- The Washington Times - Wednesday, September 3, 2003

RAMOTSWA, Botswana — Draped in a ceremonial leopard skin, a former bank manager was installed as the first female paramount chief in Botswana last weekend, one of the few women in traditional African society to hold such a high-ranking position.

Mosadi Seboko took over as the highest-ranking chief of the Balete people in a five-hour celebration on Saturday attended by thousands, including some of the country’s top political and religious figures.

One of eight such traditional leaders in the country, she will preside over community matters concerning Botswana’s 30,000-strong Balete people.

“She is a born chief. She is calm, she is caring … she is intelligent,” said Leabile Mokgosi, a community elder who is also her uncle.

Mrs. Seboko is the daughter of the former paramount chief and was appointed by the community’s elders after her brother died in office.

Female leaders in traditional society are rare on the continent, where men have tended to hold the reins of power throughout the generations. Botswana has never before had a female paramount chief — a position normally passed down from father to son in this community.

Mrs. Seboko, said by relatives to be about 50, is among two female chiefs in the country’s 15-member House of Chiefs, where she has been appointed chairwoman. The House of Chiefs advises the government on matters of Botswana custom and tribal property. It includes the paramount chiefs of the country’s eight tribal groups.

Thousands gathered in the village of Ramotswa, about 20 miles south of the capital, Gaborone, for a peek at the new paramount chief. The lucky had seats in the sandy courtyard of the thatched-roof Kgotla, the traditional meeting place of the community.

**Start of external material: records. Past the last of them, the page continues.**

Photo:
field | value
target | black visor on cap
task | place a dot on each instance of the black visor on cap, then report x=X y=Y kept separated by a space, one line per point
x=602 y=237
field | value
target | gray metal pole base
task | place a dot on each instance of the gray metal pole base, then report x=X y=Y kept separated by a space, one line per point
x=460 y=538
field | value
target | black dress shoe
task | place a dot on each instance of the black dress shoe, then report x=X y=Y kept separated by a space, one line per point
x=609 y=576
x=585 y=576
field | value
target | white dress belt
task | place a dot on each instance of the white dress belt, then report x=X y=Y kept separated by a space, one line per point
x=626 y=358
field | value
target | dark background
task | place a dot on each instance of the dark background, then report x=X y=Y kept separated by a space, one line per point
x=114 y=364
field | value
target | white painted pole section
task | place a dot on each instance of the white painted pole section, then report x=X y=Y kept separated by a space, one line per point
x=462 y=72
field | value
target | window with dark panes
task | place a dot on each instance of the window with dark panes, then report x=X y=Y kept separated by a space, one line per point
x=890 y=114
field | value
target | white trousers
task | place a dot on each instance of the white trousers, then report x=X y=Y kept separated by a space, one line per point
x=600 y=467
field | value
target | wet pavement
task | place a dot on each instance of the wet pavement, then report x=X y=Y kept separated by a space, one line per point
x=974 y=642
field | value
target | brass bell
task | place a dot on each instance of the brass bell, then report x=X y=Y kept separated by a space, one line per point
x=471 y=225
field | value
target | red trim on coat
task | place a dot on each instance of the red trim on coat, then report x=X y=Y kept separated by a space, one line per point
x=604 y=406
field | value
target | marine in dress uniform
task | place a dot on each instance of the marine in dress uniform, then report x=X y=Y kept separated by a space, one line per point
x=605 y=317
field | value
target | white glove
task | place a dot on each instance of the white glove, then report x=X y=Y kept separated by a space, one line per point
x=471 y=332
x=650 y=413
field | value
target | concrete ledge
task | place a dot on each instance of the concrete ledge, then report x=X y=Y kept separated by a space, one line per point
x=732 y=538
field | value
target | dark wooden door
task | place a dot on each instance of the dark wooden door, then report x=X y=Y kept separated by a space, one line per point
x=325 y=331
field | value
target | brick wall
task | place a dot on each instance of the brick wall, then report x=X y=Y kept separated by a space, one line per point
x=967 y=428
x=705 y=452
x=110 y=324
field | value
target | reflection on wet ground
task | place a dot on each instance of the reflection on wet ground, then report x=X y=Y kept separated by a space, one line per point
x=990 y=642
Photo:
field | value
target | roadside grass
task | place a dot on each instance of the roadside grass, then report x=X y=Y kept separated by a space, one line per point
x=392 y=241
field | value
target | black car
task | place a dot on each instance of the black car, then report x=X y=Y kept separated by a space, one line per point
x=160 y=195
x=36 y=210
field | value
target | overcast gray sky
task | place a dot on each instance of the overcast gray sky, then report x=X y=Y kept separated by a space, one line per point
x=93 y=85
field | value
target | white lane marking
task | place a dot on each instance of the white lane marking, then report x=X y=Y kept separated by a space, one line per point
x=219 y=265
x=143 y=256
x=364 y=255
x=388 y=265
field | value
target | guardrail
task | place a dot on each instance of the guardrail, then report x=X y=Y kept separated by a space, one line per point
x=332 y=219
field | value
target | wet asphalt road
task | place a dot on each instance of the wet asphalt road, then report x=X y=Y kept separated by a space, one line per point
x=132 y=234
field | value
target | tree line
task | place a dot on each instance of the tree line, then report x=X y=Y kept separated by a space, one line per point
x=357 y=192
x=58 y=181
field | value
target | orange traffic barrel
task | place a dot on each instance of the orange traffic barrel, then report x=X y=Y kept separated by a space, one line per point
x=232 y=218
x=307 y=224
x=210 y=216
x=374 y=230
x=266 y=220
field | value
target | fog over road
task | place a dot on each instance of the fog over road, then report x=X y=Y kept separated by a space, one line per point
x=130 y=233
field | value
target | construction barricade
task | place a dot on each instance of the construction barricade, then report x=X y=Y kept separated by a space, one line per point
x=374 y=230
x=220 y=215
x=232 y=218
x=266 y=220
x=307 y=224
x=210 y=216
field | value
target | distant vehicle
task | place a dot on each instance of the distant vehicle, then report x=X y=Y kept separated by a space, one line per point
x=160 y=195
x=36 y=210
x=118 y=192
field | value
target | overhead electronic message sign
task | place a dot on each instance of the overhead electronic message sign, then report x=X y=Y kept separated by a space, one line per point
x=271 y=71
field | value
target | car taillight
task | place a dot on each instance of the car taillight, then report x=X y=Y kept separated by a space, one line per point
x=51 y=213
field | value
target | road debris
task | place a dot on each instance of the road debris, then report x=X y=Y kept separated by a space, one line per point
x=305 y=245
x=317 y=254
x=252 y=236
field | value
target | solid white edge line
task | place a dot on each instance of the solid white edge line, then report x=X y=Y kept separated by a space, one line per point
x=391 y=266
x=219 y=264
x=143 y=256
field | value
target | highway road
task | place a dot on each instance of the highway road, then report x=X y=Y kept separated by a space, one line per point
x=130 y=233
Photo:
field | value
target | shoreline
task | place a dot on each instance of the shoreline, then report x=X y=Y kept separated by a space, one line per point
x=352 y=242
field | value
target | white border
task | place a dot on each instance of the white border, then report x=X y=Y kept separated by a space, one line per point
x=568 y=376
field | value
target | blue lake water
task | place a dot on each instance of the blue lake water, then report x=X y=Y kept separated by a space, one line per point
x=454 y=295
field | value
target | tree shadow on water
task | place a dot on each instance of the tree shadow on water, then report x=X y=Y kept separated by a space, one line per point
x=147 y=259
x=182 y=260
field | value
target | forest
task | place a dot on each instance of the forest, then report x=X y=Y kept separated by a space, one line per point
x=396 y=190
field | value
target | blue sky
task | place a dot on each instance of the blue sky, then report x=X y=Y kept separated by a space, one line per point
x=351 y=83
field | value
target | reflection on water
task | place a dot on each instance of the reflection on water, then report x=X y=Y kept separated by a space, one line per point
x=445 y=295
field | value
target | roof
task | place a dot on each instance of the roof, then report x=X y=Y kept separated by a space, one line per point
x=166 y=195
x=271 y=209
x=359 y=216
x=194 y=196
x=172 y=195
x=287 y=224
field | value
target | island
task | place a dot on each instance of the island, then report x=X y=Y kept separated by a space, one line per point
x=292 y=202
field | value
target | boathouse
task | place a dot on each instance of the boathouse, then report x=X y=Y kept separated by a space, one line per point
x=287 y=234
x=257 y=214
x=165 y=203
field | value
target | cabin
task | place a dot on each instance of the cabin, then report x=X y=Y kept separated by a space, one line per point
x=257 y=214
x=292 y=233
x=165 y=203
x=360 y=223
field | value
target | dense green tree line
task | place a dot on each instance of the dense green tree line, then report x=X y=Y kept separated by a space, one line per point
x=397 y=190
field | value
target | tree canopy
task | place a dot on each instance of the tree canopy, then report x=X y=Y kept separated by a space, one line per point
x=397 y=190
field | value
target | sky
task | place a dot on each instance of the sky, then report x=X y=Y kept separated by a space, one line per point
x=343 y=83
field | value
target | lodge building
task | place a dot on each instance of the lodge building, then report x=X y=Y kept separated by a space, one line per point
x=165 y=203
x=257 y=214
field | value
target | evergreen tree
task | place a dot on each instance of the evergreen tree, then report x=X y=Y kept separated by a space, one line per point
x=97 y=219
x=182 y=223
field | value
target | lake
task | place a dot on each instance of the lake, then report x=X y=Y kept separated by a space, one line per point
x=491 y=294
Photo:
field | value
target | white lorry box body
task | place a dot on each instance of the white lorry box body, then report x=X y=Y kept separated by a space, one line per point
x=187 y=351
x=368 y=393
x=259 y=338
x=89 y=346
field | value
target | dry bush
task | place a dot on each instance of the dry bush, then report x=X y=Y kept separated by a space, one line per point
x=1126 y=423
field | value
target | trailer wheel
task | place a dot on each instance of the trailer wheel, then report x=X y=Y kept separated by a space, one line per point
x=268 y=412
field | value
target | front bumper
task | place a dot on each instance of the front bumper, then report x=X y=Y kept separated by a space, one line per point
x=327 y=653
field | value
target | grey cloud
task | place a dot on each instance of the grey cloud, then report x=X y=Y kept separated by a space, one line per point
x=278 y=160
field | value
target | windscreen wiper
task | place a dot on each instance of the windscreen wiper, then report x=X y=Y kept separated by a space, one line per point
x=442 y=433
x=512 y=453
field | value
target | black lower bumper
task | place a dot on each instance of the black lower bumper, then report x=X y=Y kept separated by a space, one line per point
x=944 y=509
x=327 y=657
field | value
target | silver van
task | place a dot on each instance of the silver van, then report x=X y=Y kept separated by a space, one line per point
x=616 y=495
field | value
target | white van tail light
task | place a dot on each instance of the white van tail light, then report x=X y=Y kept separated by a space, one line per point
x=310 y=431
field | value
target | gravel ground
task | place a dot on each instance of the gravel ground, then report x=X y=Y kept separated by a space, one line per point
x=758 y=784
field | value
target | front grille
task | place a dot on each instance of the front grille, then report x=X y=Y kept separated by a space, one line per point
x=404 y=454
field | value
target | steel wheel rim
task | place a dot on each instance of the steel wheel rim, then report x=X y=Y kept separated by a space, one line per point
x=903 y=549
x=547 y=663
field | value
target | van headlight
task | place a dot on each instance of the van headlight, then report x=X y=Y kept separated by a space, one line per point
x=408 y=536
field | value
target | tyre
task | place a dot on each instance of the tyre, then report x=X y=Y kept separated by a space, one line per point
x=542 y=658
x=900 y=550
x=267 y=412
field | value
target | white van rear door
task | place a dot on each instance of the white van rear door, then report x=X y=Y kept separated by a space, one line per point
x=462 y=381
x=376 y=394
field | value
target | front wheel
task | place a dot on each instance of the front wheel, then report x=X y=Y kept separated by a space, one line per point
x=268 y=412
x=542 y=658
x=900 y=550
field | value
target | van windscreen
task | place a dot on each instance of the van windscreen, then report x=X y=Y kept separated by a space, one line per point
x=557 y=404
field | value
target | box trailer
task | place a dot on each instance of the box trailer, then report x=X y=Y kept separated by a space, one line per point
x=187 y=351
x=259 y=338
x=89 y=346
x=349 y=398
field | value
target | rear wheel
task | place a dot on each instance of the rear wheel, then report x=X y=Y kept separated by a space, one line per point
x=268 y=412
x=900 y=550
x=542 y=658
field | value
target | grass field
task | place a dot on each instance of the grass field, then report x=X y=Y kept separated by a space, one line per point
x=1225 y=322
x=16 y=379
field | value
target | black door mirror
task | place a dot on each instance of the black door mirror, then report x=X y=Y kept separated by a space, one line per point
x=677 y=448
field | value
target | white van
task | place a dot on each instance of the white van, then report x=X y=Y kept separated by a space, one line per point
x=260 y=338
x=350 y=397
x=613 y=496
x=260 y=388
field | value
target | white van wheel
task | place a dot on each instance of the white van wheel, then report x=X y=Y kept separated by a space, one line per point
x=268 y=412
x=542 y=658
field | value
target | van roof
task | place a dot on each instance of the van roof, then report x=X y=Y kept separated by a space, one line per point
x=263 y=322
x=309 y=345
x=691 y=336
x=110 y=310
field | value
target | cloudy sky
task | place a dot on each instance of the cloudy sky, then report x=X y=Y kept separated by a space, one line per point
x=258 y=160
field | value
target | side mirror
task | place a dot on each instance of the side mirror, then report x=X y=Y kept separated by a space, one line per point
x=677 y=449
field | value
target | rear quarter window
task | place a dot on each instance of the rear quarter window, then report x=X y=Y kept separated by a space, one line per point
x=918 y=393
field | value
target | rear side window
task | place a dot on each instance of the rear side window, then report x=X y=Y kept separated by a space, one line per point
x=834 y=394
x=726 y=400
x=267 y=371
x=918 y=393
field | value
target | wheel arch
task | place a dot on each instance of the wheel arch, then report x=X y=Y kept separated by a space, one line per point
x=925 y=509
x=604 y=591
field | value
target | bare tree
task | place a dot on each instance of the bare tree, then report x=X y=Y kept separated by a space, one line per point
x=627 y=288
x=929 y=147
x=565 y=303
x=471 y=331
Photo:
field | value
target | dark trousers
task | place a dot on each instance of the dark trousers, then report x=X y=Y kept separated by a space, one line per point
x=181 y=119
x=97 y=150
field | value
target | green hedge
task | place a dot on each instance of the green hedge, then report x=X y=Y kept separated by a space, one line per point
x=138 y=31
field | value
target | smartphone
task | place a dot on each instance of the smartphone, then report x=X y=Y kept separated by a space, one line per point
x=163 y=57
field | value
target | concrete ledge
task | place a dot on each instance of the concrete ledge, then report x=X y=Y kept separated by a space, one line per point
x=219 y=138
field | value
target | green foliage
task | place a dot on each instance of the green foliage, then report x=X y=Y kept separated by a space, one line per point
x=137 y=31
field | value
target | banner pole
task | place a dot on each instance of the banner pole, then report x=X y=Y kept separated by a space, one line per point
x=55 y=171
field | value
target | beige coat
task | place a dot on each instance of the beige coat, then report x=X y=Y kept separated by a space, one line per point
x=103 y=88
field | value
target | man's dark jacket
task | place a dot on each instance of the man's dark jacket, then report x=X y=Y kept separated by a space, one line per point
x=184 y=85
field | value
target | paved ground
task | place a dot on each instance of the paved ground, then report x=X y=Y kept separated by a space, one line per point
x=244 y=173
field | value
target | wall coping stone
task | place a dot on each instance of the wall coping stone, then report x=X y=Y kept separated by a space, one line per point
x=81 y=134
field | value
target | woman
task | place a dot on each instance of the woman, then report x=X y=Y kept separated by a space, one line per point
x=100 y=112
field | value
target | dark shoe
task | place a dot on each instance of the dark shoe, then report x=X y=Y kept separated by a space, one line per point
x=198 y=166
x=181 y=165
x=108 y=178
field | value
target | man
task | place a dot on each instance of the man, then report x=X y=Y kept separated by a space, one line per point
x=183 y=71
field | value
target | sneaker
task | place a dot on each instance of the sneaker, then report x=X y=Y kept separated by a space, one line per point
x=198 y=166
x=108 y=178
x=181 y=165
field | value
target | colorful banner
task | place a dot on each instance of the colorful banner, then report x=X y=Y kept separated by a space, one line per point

Some sat in trees to get a better view. Children scampered onto stone walls and leaned on one another during the five-hour ceremony attended by the president of Botswana, as well as priests, chiefs, diplomats and community members.

Singers compared Mrs. Seboko’s power and strength to the symbol of the Balete people — the buffalo. Dancers stomped in the sand, sending their animal-skin shawls whirling and the dust swirling.

The sound of cheers and the echoes of ululating women and choirs singing “She’s the chief” thundered into a cloudless sky as Mrs. Seboko, wearing a pale pink silk suit and a rope of pearls, waved from under the leopard skin, which signifies supreme authority.

In her hands, she held a shield and a spear.

“Use it if troubles come; but it’s best to use your mouth to fight,” said one of her uncles, Mareko Mosiele, as he handed her the spear.

Mrs. Seboko spoke of working within tradition while moving forward.

“I feel honored and humbled to be part of a tradition and history,” she said from the podium. “Rally beside me with tolerance, as we take the Balete forward.”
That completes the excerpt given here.